Camila fala, mas sua voz se confunde com a da própria autora, como se Almeida explicasse seu próprio ponto de vista e apontasse para características do seu programa literário.

"Os senhores romancistas não perdoam às mulheres; fazem-nas responsáveis por tudo —como se não pagássemos caro a felicidade que fruímos! Nesses livros tenho sempre medo do fim; revolto-me contra os castigos que eles infligem às nossas culpas, e desespero-me por não poder gritar-lhes: hipócritas!"

Publicado em 1901, "A Falência" integra a Coleção Folha de Clássicos da Literatura Luso-Brasileira e chega às bancas neste domingo. Júlia Lopes de Almeida foi uma escritora abolicionista e autora de inúmeros romances, contos e colaborações para a imprensa.
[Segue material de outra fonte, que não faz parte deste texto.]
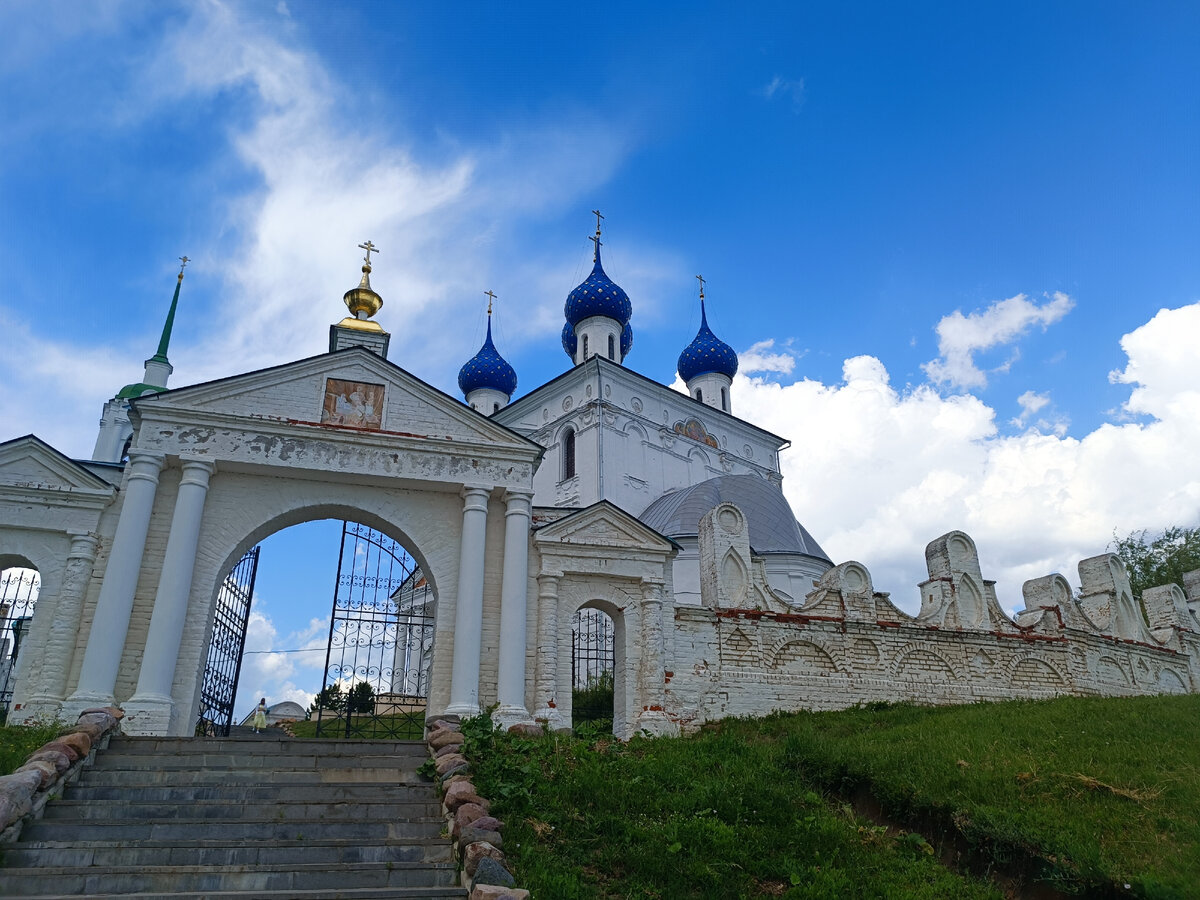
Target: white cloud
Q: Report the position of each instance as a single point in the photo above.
(760, 359)
(959, 337)
(791, 89)
(876, 474)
Em 1896, ela integrou o grupo que criou a Academia Brasileira de Letras, a ABL, no Rio de Janeiro, ao lado de figuras como Machado de Assis.
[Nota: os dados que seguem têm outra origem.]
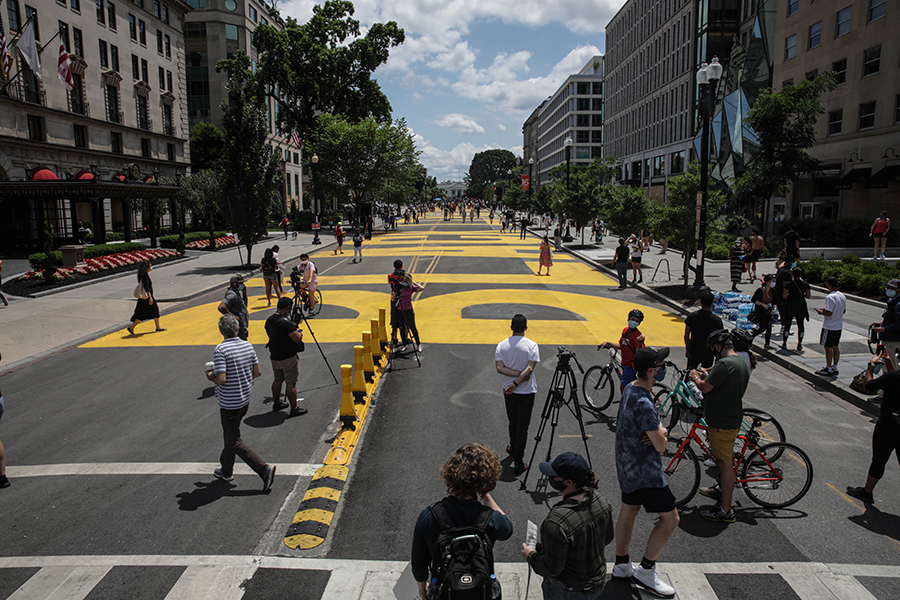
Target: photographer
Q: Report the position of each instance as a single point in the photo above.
(285, 340)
Seu nome integrava a lista dos primeiros 40 imortais da instituição. Todavia, em 1897, quando a ABL se consolidou, ela não assumiu uma cadeira e ficou de fora. No seu lugar, quem assumiu o posto foi Filinto de Almeida, seu marido. A exclusão da autora foi justificada por razões importadas. A ABL seguia o modelo francês, supostamente avançado, mas que não permitia a presença de mulheres.

"A primeira mulher só entraria na ABL 80 anos depois, período em que a obra de Júlia caiu num esquecimento que nenhum critério artístico justificava", escreveu Sérgio Rodrigues, na contracapa do volume.

Seja sua biografia, marcada por fatos como a exclusão da ABL, seja o enredo de "A Falência", a produção da autora permanece muito atual levantando questões como o feminismo, mas não somente. Como diz o título, "A Falência" narra a bancarrota de uma próspera família, vítima tanto da ganância do patriarca, Francisco Teodoro, como de uma crise econômica no setor do café na virada para o século 20.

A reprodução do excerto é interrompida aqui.